5) Attract gig workers
Some 57 million Americans rely on freelance and contract work for at least part of their pay, and by 2027, that number could increase to 86.5 million. All told, about one-third of U.S. workers participate in the gig economy. Companies that employ gig workers will need the means to attract them – and fast access to pay would help. In fact, 85 percent of gig economy workers said they would work more often if they could get paid faster, a 2019 PYMNTS.com report says.

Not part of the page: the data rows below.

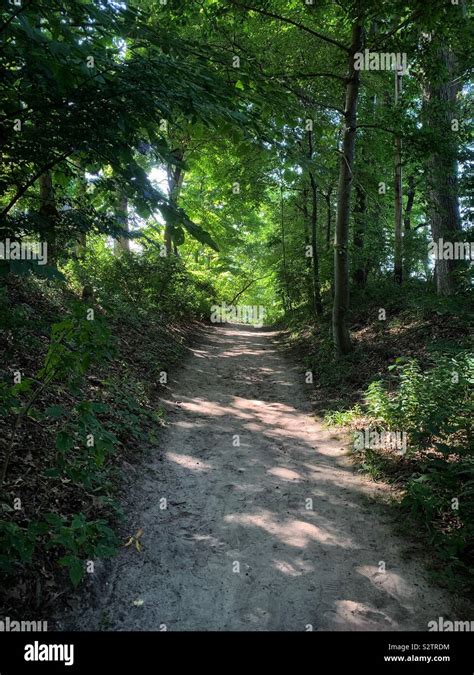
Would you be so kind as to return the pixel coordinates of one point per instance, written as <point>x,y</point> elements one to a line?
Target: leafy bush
<point>75,541</point>
<point>433,406</point>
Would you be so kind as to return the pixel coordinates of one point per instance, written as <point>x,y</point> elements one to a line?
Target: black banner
<point>88,653</point>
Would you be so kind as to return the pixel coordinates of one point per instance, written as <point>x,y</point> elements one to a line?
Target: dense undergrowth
<point>70,425</point>
<point>411,373</point>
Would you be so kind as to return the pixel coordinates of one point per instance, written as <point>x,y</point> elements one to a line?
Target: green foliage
<point>75,542</point>
<point>433,406</point>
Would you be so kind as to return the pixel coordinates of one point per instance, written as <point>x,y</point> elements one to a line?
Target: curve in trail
<point>239,546</point>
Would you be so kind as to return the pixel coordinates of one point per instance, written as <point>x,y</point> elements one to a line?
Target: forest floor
<point>240,545</point>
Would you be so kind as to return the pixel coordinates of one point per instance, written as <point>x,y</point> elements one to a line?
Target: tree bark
<point>48,210</point>
<point>360,208</point>
<point>398,254</point>
<point>121,212</point>
<point>342,342</point>
<point>175,182</point>
<point>317,303</point>
<point>440,94</point>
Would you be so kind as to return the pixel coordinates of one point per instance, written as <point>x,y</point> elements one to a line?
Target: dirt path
<point>237,548</point>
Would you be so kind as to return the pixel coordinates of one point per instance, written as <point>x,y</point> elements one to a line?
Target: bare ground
<point>240,545</point>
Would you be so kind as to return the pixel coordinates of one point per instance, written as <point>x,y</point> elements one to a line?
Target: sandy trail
<point>237,548</point>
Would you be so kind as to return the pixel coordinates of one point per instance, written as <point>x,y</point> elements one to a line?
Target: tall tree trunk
<point>318,305</point>
<point>398,257</point>
<point>327,198</point>
<point>341,336</point>
<point>175,182</point>
<point>48,210</point>
<point>307,240</point>
<point>121,213</point>
<point>288,304</point>
<point>440,94</point>
<point>360,215</point>
<point>81,237</point>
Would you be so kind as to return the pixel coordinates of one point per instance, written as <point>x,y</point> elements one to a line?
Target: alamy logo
<point>444,626</point>
<point>368,60</point>
<point>9,626</point>
<point>46,652</point>
<point>253,314</point>
<point>24,250</point>
<point>368,439</point>
<point>449,250</point>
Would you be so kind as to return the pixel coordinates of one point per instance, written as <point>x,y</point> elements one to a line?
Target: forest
<point>236,262</point>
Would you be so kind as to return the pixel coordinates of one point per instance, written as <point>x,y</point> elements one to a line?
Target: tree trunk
<point>360,214</point>
<point>327,197</point>
<point>440,93</point>
<point>175,182</point>
<point>318,305</point>
<point>307,230</point>
<point>48,210</point>
<point>398,262</point>
<point>410,202</point>
<point>342,342</point>
<point>121,213</point>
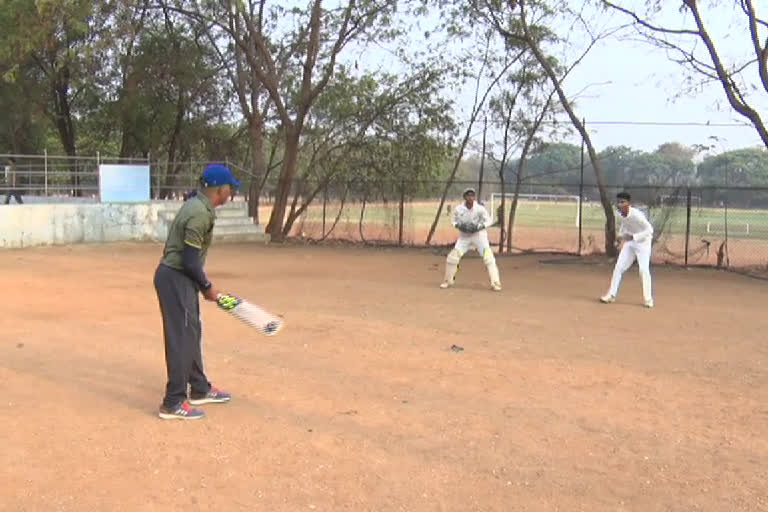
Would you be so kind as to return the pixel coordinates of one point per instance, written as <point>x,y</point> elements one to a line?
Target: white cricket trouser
<point>465,242</point>
<point>630,251</point>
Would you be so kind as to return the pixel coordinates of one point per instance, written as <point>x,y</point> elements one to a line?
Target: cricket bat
<point>251,314</point>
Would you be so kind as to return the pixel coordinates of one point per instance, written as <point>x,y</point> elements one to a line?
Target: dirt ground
<point>556,403</point>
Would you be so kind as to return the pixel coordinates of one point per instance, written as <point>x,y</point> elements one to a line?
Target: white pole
<point>45,167</point>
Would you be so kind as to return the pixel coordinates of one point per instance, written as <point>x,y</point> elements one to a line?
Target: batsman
<point>471,219</point>
<point>179,279</point>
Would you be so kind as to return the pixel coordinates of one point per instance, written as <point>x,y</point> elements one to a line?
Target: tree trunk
<point>513,206</point>
<point>287,173</point>
<point>610,220</point>
<point>63,120</point>
<point>258,166</point>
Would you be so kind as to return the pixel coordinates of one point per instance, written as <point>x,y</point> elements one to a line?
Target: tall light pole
<point>720,140</point>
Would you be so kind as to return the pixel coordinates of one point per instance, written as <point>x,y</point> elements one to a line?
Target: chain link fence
<point>693,225</point>
<point>725,227</point>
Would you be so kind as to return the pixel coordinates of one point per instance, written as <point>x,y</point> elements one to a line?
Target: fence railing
<point>694,225</point>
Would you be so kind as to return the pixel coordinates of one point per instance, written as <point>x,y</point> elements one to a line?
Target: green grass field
<point>752,224</point>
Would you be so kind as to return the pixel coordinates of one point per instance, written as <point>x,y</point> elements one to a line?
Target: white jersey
<point>475,215</point>
<point>637,225</point>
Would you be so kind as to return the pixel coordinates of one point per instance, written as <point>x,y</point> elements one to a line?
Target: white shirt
<point>637,225</point>
<point>476,215</point>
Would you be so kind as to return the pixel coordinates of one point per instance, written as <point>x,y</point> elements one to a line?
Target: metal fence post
<point>402,212</point>
<point>325,204</point>
<point>581,194</point>
<point>45,170</point>
<point>687,223</point>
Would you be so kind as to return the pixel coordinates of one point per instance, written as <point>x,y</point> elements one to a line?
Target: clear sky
<point>644,85</point>
<point>630,81</point>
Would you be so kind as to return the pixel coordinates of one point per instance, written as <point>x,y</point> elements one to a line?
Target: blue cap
<point>216,175</point>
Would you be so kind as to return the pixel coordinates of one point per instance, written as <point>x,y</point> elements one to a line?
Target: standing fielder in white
<point>636,233</point>
<point>471,219</point>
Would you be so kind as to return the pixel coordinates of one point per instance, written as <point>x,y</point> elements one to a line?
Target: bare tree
<point>477,107</point>
<point>521,30</point>
<point>294,68</point>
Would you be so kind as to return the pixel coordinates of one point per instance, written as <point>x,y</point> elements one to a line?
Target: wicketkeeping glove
<point>464,227</point>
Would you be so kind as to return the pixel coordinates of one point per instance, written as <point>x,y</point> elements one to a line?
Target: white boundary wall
<point>29,225</point>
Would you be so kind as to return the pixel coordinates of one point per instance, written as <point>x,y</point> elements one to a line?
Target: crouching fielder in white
<point>636,233</point>
<point>471,219</point>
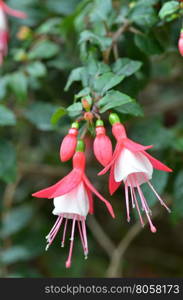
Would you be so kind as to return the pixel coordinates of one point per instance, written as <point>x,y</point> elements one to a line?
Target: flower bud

6) Relieve financial anxiety among employe
Nearly 69 percent of people in America would experience financial difficulty if their paychecks were delayed for a week, according to results from the 2020 “Getting Paid in America” survey conducted by the American Payroll Association (APA). Gig workers are even a bit more concerned about their finances: 45% of full-time gig workers report high economic anxiety, according to one study
Unsurprisingly, that kind of financial pressure causes a great deal of stress – more than relationships, careers, and health – 42% of respondents to the Salary Finance survey said. They were 11 times more likely to experience sleepless nights and 10 times more likely to have trouble completing daily tasks than those who didn’t report financial issues. Fast access to wages and a smoother cash flow can help them handle those worries.
7) Increase productivity
Financial struggles that take a toll on employees affect a business, too. According to a study by the Society for Human Resource Management (SHRM), 83 percent of HR professionals reported that personal financial challenges impact employee performance – in some cases, to a significant extent, as the Salary Finance survey found. Greater financial wellness among employees can mean a healthier business, too.
8) Streamline implementation and administration
Paying workers more frequently – even daily – may sound difficult, costly and time-consuming. When massive companies implement such an option, they may invest millions of dollars and thousands of hours to develop a custom system. But now, the recruiting and retention advantages of on-demand pay aren’t limited to the big guys with deep pockets and engineering resources. On-demand pay is now available to smaller and mid-size businesses that compete for the same workers because it is enabled by technology designed for that purpose.
First, the right tool makes implementation quick and easy with no development effort to get started. Second, real-time pay is simple for the worker. It takes advantage of push to card technology, which moves funds into a worker’s bank account via debit card, so no new or separate account, card, or app is required.
Third, businesses can continue to use their existing payroll providers for calculating pay, minimizing disruption to current processes. And finally, switching to electronic payments reduces cost and labor associated with printing and mailing checks and increases employee convenience by eliminating the need to cash or deposit checks.
Real-time access to wages won’t end all personal financial problems or solve all business woes. But it can improve several issues that are a significant drag on both employee and company well-being and performance. Add ease of implementation and use and the upside is clear. So what are you waiting for? Offer your employees on-demand pay today – and see the benefits just about as quickly.